The work I chose was Interrogations: Big Zone, Small Zone by Donald Weber. The image I could see was fascinating, and the write up mentioned that the photographer had befriended a Ukrainian policeman and took photographs of criminals at the point of making a confession. I looked up more of the images as I was intrigued, and found images of people looking distressed and upset. There were some of people with guns to their heads. They all look really uncomfortable, which is also the feeling I had when I was looking at the images. This is usually a very private moment between the police and criminals, and to see it documented in this way made me feel like I shouldn’t be looking. Some are smoking and all are looking anxious. Knowing their lives may change for ever is also something I thought about, how this image also marked the end of their life as a free person, most are probably going to spend time in prison and things will never be the same for them and their families. I think this is a really thought-provoking body of work, and was fascinated by looking closely at more images as I found them online. It is documentary in the true sense, nothing about it is set up.
The second task was to watch a video of Jon Levy, the founder of Foto8, talking about documentary in the art gallery.
He talked about the main premise of the magazine being about storytelling, as reports rather than fictional stories. That is more about what documentary is in it’s raw form, presenting facts in the form of images. He mentioned a lot of issues that get reported on, such as political and environmental, and the fact that how different people may get involved in stories that may be close to them or in places far away. There are so many different perspectives out there and they want to show as many as possible within the gallery. This may be from people with a lot of experience or people with a little only. The intention of the photographer when they took the image is important – was it intended to tell a story or just as a piece of art?

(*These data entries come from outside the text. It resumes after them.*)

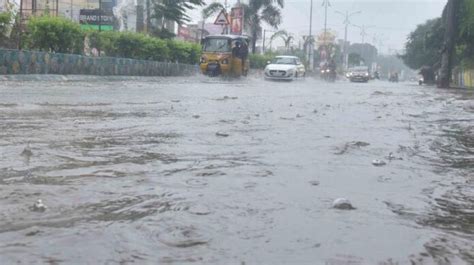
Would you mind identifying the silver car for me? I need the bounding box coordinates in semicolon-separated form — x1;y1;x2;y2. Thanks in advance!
265;56;306;80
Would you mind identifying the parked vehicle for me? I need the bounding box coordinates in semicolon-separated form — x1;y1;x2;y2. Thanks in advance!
347;66;370;82
200;35;250;77
264;56;306;80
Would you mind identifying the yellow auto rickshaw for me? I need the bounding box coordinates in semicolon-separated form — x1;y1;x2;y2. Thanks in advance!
200;35;250;77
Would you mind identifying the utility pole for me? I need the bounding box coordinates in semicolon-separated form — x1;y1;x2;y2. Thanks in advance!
323;0;331;60
438;0;459;88
146;0;151;34
323;0;331;40
17;0;23;50
97;0;102;56
306;0;314;71
336;11;362;69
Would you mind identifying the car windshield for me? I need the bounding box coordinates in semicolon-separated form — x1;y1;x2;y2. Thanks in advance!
272;57;296;64
202;38;230;52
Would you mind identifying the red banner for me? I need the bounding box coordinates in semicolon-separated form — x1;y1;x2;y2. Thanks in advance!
230;7;244;35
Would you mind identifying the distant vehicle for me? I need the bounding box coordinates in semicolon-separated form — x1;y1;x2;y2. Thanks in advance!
265;56;306;80
321;68;337;82
199;35;250;77
388;73;398;83
418;75;425;86
347;66;370;83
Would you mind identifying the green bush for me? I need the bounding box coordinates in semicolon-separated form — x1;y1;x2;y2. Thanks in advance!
0;12;12;36
25;16;201;64
25;16;84;54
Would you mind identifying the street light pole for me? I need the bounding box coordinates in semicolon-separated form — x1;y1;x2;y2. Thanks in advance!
323;0;331;60
306;0;314;71
336;11;362;69
17;0;23;50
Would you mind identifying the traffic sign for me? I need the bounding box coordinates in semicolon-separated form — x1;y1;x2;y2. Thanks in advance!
214;9;230;25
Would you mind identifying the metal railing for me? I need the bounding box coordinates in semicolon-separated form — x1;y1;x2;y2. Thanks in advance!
0;49;197;76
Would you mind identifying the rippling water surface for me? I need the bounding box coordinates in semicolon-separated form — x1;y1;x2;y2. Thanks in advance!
0;77;474;264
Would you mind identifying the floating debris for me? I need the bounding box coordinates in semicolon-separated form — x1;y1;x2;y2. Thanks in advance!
309;180;319;186
21;142;33;157
334;141;370;155
32;200;48;212
332;198;355;210
387;152;403;161
216;96;238;101
216;132;229;137
372;159;387;167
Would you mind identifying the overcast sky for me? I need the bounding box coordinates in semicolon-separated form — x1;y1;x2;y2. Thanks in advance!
193;0;447;53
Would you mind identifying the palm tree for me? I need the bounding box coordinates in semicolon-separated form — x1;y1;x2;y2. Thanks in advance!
151;0;205;36
270;30;294;52
202;0;284;53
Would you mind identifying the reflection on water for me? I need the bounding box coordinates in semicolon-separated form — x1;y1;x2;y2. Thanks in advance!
0;77;474;264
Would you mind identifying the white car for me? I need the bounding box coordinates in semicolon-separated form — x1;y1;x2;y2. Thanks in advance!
265;56;306;80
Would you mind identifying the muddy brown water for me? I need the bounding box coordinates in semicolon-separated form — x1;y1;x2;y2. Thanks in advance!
0;77;474;264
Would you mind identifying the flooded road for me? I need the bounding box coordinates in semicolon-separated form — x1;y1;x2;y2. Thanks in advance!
0;77;474;264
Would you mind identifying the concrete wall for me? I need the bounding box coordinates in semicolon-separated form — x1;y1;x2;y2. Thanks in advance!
0;49;198;76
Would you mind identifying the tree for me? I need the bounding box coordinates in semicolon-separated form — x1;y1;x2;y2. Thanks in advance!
348;43;378;65
202;0;284;53
438;0;460;88
457;0;474;68
243;0;284;53
270;30;294;52
400;18;444;70
148;0;205;38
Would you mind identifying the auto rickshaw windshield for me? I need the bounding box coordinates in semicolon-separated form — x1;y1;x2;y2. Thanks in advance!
203;38;231;52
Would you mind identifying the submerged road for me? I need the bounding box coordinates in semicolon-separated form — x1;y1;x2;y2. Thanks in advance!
0;77;474;264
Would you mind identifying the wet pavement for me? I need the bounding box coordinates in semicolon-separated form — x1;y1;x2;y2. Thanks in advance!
0;77;474;264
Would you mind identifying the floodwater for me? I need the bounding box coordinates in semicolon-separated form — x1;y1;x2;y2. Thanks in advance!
0;77;474;264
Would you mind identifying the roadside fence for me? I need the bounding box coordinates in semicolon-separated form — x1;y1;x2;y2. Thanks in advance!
0;49;197;76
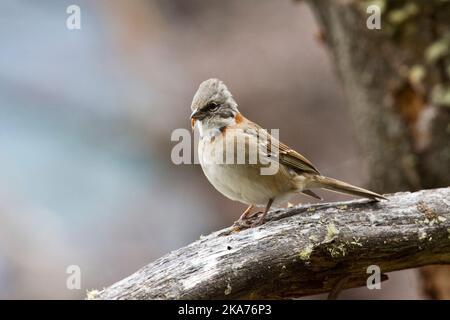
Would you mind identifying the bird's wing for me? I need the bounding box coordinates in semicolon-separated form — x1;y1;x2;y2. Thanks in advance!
247;120;320;175
278;142;320;174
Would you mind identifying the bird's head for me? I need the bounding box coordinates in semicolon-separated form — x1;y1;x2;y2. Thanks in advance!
191;79;239;129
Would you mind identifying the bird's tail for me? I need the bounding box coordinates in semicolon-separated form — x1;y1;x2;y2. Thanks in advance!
311;175;387;200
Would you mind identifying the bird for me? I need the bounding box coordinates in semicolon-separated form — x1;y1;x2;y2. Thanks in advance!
190;78;386;228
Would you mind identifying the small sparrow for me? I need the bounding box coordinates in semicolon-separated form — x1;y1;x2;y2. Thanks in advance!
191;79;386;227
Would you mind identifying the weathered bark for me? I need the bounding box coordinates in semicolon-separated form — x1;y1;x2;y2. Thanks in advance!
94;188;450;299
308;0;450;299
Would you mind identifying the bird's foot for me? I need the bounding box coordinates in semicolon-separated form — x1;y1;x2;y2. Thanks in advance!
232;212;265;231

He mentioned that some quieter stories may attract more than well known ones, something that I always like to see in galleries. He mentioned that photojournalism is sometimes perceived as the Western view of the world, but I hope that they are challenging that by presenting other views too. Since living in Asia, I have seen many other versions which challenge this. Jon also says there is no real hierarchy, it is more important how the images are shown in order to get us closer to the story.